Do you have a dull job? Wonder how it can be made more motivating? That’s the challenge – how can we make jobs that are typically not much fun (like an assembly line job) more interesting to do? There is a lot of research on this important topic (check out The Five Drivers of Happiness at Work from the Wall Street Journal).
And Dan Pink wrote a good deal about this in his book Drive: The Surprising Truth About What Motivates Us. This is one of the challenges facing I/O psychologists and in this episode I discuss the Job Characteristics theory by Hackman and Oldham and apply it to assembly line jobs in China where your iPhone is made and where a record number of suicides have occurred over the past few years. Can we use job redesign to make such jobs more tolerable?
5 Characteristics of Jobs that Affect Motivation
- Significance: do the workers feel that the work they do every day is important in the grander scheme of things? To some workers it’s clear that their daily work is important (say, nurses), while others (say, assembly line workers who put together cell phone components) may not feel that their work is important. However, you can help cell phone assembly line workers get a connection to the significance of their work by reminding them of how important cell phones are to the global connections they enable between people and the role cell phones play (through photos and messaging) in changing the world. Here’s an article on the important role that leaders play in helping their employees find meaning in their work.
- Identity: as opposed to putting one tiny piece onto something that other people put tiny pieces onto, it’s important for workers to be able to identify a whole task that they themselves created. Is there a way to redesign a job so that workers can put their names on something and say with pride, “I created that”?
- Variety: nothing kills motivation faster than monotony. How can you increase the variety of things that workers do? How can you let them tap into their skills or build new skills so that work can include some variety from day to day?

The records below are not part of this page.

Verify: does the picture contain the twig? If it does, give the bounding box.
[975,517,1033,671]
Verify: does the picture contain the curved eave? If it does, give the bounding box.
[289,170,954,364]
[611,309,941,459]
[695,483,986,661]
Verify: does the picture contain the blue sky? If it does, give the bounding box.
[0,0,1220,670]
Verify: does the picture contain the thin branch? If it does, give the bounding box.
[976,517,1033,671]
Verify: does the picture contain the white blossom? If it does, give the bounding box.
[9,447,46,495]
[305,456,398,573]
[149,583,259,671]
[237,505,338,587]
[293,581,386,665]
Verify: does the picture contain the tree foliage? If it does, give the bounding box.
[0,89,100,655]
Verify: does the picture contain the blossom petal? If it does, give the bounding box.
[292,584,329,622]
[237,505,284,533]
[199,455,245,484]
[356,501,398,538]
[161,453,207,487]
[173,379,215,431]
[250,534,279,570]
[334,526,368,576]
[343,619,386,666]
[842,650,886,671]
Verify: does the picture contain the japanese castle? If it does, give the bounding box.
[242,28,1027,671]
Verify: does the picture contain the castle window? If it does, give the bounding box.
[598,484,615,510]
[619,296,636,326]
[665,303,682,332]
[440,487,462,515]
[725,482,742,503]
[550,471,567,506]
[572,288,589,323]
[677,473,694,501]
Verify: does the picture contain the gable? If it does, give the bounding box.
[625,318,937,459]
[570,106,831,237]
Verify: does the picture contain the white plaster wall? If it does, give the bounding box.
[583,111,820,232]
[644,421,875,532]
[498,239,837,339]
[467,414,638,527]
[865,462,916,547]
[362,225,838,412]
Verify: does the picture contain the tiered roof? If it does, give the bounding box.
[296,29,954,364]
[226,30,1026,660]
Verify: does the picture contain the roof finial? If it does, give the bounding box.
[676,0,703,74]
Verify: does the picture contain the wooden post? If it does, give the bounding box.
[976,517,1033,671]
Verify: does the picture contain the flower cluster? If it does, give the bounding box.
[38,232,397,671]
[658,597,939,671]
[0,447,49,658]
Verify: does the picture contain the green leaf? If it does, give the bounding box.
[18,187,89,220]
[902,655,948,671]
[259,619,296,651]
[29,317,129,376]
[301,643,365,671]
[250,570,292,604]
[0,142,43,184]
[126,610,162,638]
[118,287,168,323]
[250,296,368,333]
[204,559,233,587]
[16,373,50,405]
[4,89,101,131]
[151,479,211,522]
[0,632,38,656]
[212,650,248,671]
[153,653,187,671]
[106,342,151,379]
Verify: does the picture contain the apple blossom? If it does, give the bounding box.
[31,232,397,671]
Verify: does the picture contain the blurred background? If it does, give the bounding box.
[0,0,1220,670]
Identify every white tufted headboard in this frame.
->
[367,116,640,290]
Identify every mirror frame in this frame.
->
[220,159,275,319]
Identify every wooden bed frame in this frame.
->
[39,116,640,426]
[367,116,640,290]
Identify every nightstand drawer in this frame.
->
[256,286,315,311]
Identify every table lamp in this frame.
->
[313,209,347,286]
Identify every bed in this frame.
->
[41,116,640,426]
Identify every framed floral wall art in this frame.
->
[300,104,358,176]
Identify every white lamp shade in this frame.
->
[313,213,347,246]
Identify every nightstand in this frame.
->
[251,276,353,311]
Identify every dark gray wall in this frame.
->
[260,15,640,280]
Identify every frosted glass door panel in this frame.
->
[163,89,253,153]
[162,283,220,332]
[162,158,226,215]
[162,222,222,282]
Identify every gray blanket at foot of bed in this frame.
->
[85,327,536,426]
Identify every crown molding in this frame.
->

- Feedback: employees need to know how well they’re doing their jobs. This helps with imparting a sense of pride as well. Feedback can come from a car that rolls off the assembly line and works perfectly (low defects) or it can come from a boss who tells the worker how well he/she is doing.
- Autonomy: many employees benefit from having some say in how things are done. What aspects of the job can be supervised or redesigned based on input from employees? What decisions can they make on their own?
zak
March 6, 2011Interesting…
Now what about rock stars/movie stars…? Maybe dying of an overdose is some sort of suicide? Being a public person -a job characteristic?- creating a lot of pressure? I don’t know… maybe I’m reaching too much? or there is some similarities here? or maybe it’s a completely different problem?
I’m just thinking out loud :-)))
Keep the good work!
Michael
March 6, 2011Matt,
Thanks for mentioning Ariely. I have Predictably Irrational on my bookshelf but I just haven’t started reading it yet. Gotta get to that. Thanks for the push. I know he has some good ideas.
MatthewTA
March 6, 2011I’ve enjoyed your podcast immensely, especially these I/O psych episodes which never seem to get the same interest in other psych podcasts.
I wanted to recommend the work of Dan Ariely if you haven’t already encountered him (I did a google search of your domain and didn’t find ‘ariely’). He is a behavioral economist, and writes quite a bit about productivity, happiness, j0b satisfaction and meaning at work in his books ‘Predictably Irrational’ and ‘The Upside of Irrationality’.
Again, thanks for your podcast and keep up the good work.